Wcislo W T, Arneson L, Roesch K, Gonzalez V, Smith A, and Fernández-Marín H (2004) The evolution of nocturnal behavior in sweat bees, Megalopta genalis and M. ecuadoria (Hymenoptera: Halictidae): an escape from competitors and enemies? Biol J Linn Soc 83:377-387
Winter Y, Stich KP. 2005.  Foraging in a complex naturalistic environment: capacity of spatial working memory in flower bats.

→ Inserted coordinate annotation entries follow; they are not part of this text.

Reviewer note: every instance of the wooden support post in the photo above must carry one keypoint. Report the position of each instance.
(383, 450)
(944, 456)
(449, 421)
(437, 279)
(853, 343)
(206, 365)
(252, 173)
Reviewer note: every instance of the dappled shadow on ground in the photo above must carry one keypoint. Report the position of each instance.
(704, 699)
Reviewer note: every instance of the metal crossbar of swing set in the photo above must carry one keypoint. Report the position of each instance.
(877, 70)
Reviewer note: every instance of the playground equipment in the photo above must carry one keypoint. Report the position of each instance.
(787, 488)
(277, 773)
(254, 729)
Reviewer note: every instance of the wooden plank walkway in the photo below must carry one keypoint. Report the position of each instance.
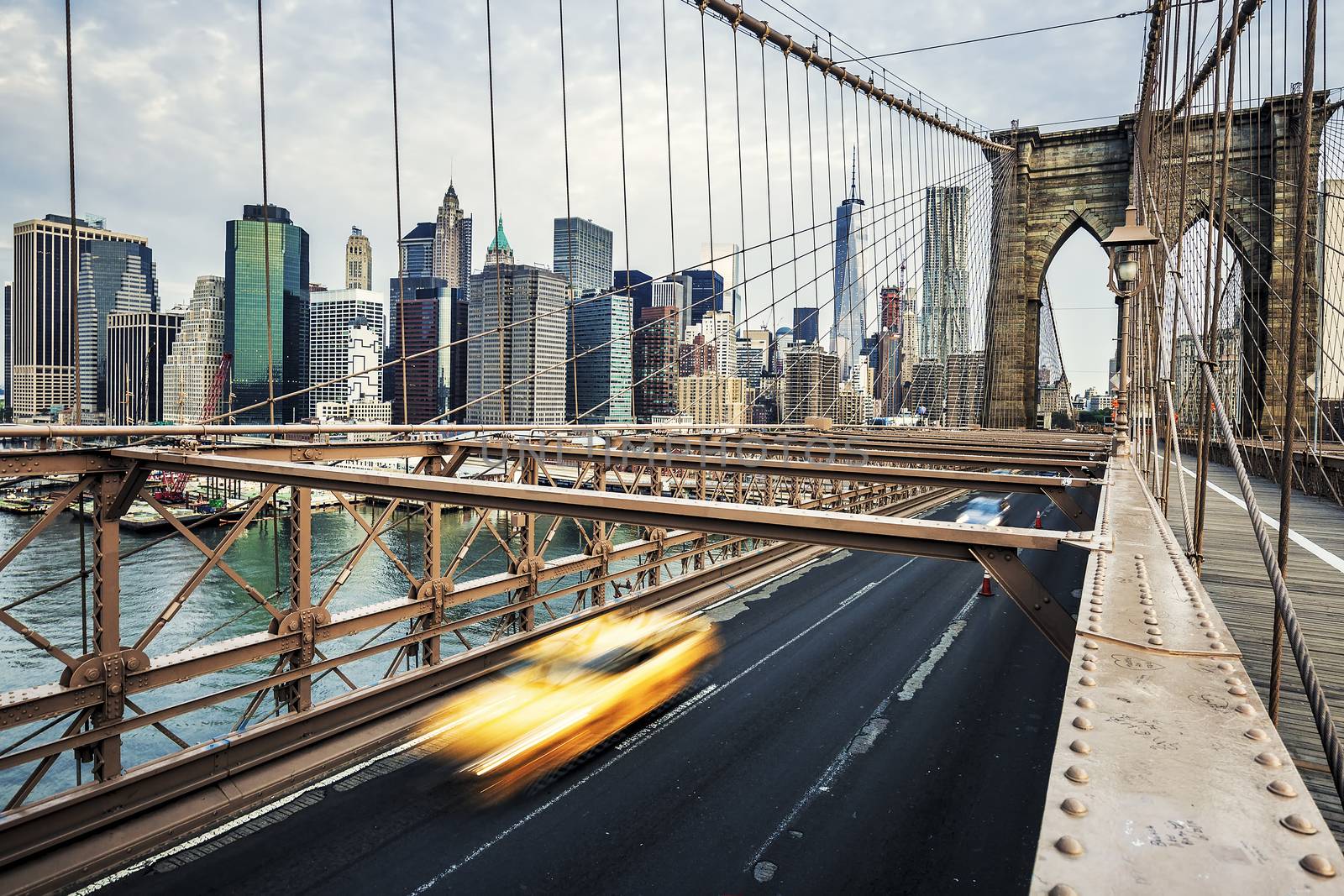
(1234, 575)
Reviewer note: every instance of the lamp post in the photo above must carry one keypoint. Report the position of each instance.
(1124, 284)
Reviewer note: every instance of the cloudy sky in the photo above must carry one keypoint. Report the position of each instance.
(168, 139)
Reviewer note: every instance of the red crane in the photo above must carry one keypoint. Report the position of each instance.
(174, 485)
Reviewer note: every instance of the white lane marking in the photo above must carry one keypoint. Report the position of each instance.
(1310, 547)
(642, 736)
(871, 728)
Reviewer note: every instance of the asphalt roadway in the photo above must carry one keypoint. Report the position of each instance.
(871, 726)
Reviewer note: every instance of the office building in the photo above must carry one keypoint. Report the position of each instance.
(268, 360)
(811, 383)
(42, 356)
(706, 295)
(601, 359)
(850, 296)
(582, 253)
(360, 261)
(452, 253)
(530, 338)
(139, 344)
(712, 399)
(333, 315)
(806, 325)
(925, 396)
(965, 389)
(945, 327)
(417, 250)
(655, 369)
(726, 261)
(192, 367)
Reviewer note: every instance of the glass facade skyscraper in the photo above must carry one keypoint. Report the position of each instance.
(850, 296)
(245, 312)
(582, 253)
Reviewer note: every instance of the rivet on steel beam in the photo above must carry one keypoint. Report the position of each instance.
(1297, 824)
(1074, 806)
(1319, 866)
(1281, 789)
(1068, 846)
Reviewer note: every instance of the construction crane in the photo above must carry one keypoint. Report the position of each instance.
(174, 485)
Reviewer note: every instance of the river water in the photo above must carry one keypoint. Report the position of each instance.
(219, 610)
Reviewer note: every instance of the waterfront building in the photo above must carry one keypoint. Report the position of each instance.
(811, 383)
(582, 253)
(139, 344)
(530, 338)
(360, 261)
(276, 354)
(656, 340)
(333, 315)
(452, 242)
(601, 351)
(194, 359)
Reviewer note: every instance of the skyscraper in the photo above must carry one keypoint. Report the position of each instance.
(192, 365)
(582, 253)
(725, 259)
(360, 261)
(139, 343)
(706, 295)
(331, 316)
(113, 275)
(517, 355)
(944, 329)
(261, 352)
(655, 372)
(601, 352)
(452, 258)
(806, 328)
(848, 280)
(417, 250)
(811, 383)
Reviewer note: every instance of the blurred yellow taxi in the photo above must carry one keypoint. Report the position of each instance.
(568, 694)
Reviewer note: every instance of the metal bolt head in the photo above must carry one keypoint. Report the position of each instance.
(1317, 866)
(1281, 789)
(1297, 824)
(1068, 846)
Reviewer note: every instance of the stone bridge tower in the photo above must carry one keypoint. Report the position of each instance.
(1063, 181)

Journal of Experimental Biology 208: 539-548


Proposed Program:

The workshop is scheduled over 5 days (March 23-27, 2009)

The workshop will have a mixture of theory (evolution; historical, biogeographical and phylogenetic patterns; mechanisms i.e., processes) and practicals (demonstration of some techniques: headspace sampling of volatiles, SPME, GC-MS, spectral reflectance curves, light measurements, behavioural observation methods).

The confirmed resource persons and their tentative lecture topics are (in alphabetical order):

Resource person and Address	Lecture Topic
Renee M Borges Indian Institute of Science, Bangalore, India	Evolution of nocturnal pollination; parasites of diurnal pollination systems that wait until dark; overlap between floral scents and fruit scents
Judith Bronstein University of Arizona Tucson, USA	Mutualism and exploitation in pollination systems: anything special about nocturnal systems?
Richard Corlett University of Hong Kong	Cross-continental comparisons of pollination systems
Almut Kelber Lund University, Sweden	Colour vision and sensory interactions in nocturnal insects
Jette Knudsen Lund University, Sweden	Floral volatiles: patterns and processes
G Marimuthu Madurai Kamaraj University, Madurai, India	Bat-pollinated plants in South India
Sanjay Sane National Centre for Biological Sciences, Bangalore, India	Mechanosensory flight control in nocturnal insects
Hema Somanathan Lund University, Sweden, and Indian Institute of Science, Bangalore	Pollination ecology of nocturnal bees
Eric Warrant Lund University, Sweden	Eyes and limits of vision in nocturnal animals
Mark Willis Case Western Reserve University, Cleveland, USA	Insect olfaction, insect flight and nocturnal pollination
York Winter Bielefeld University, Germany	Bat vision and cognition

Each day will be divided into three sessions:
Session 1: 9 am to 1 pm:  Two or three lectures and discussions
Session 2: 2 pm to 5 pm:  Practical demonstrations and discussions
Session 3: 6 pm to 7.30 pm:  Mini-talks by student participants on their own research; discussion on potential research problems

Practical demonstrations will include the following:

1. Fundamentals of Pollination Biology: measurements of nectar quality and quantity, pollen and stigma receptivity, pollen viability, hand-pollination experiments
2. Flower colour and chromatic contrast:  Spectral reflectance measurements, construction of colour triangles and colour hexagons, calculation of photo catch, measurement of chromatic and achromatic contrast
3. Light environment measurements: Radiometry and construction of ambient light decay curves at dusk and dawn
4. Floral volatile measurements:  Demonstration of dynamic headspace volatile sampling techniques for quantitative analysis of volatiles; discussion of different volatile sampling methods; demonstration of solid phase micro-extraction (SPME) technique for qualitative analysis of volatiles
5. Floral volatile analysis:  Demonstration of gas chromatograph coupled mass spectrometry (GC-MS) analysis to determine identity and quantity of volatiles
6. Electroantennogram measurements: Demonstration of sensitivity of insect antennae to floral volatiles by electroantennogram readouts
7. Nocturnal behaviour observation techniques:  Discussion and demonstration of night-vision viewing devices and infra-red photography
   

Sponsors of the workshop:  Swedish International Development Agency (SIDA), Department of Science and Technology (DST), Indo-US Science and Technology Forum (IUSSTF), Council of Scientific and Industrial Research (CSIR), Indian Institute of Science (IISc).